I'm still very much struggling with the topic from my last post about gender issues? equity? parity? I don't even know what to call it. I just know I'm still genuinely annoyed that there are still only 15 women who have had commands of major cutters. AY 2018 didn't do anything to change that number. More to follow on that, I promise.
And now for AY 2018...I GOT ORDERS!! I will have spent one year and eight months at Headquarters this time, when I leave at the end of April to go be Deputy Commodore of Patrol Forces Southwest Asia in Manama, Bahrain. Since I don't ask for what I don't want on my e-resume, yes, I asked for it. Of course, I asked for CO of a few different 210s first, but I knew that was a total long shot, being two years from tour complete and all. But yes, I want to go to Bahrain, for lots of different reasons.
First and most definitely foremost is that I get to hang out with and lead mostly cuttermen. The shoreside job is to man, train, and equip the six patrol boats that work for the Navy there. I very briefly met the prospective COs and XOs last week, and they look like a good bunch. I'm very excited to work with them. And hopefully lead and train them well.

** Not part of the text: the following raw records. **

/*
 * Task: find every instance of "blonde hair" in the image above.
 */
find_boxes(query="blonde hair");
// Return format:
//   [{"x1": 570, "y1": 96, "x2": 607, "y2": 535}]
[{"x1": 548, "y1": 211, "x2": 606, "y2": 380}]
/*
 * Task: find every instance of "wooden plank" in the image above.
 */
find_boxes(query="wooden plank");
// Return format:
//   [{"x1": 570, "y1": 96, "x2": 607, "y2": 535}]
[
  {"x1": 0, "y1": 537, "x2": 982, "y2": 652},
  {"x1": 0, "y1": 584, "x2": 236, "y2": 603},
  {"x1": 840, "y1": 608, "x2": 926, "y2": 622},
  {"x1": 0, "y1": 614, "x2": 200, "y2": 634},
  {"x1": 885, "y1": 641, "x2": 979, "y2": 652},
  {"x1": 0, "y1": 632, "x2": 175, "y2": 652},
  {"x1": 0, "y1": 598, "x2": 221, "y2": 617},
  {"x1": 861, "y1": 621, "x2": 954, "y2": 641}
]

Second, I will be tour complete in one year (instead of two years, if I had stayed in HQ). That means I have to be transferred, instead of hoping they may need another warm body beyond who they already have who is tour complete. There is a delightful selection of O5 afloat commands open for me in AY 2019...I may already have my list prioritized. In color coded spreadsheet form.

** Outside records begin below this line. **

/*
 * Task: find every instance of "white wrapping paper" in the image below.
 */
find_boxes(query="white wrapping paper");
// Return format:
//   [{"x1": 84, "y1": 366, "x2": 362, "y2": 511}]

Third...well, the tangible benefits of going over there can't be ignored. I have a goal to save $50k while I'm there. Totally doable.
That was enough for me to say absolutely yes when the detailer called just before Thanksgiving to see if I was still interested.
And tonight, I'm sitting in the guest housing for Pre-Deployment Training (PDT) waiting for training to start in the morning. I was here, in Moyock, NC nine years ago when lots of the training was contracted to the old Blackwater Corp. We're on the same facility, under different ownership, I think. I'm fighting a slight sense of deja vu, but am such a different person now than I was nine years ago that it's like seeing it through whole new eyes.
I started this blog when I went to Bahrain the first time, mostly to keep my family up to date with what I was doing without having to send them all the same email. I blogged anonymously (which was allowed within policy at that point), because I wasn't sure about my ability to stay on the right side of operational security. Anonymity was tough in some ways (like trying to describe a mooring evolution without giving away I was on a ship...), but it was a good forum for venting about leadership challenges in my first command tour, both up and down the chain. I took down all those posts when I went public, but I saved them all. I need to find that harddrive and re-read some of them :)
So I'm going to try it again this time. I'm nervous about it, not sure I can be as honest and vulnerable as I want to be in a fairly visible leadership position. But there are things I want to say and explore. Like, seriously, the damn woman thing, but also my approach to what will likely be my second-to-last and last tours before retirement, my potential for financial independence upon retirement, living in another country for a year, staying true to myself in a grinder of a job instead of just putting nose to grindstone and forgetting about what *I* need to be happy, and all kinds of other things that I haven't put quite as fine a point on.
I don't know how much time I'll have to write during training (I have plans most weekends). But I have a goal to write a post a week once I get there. Keep me honest.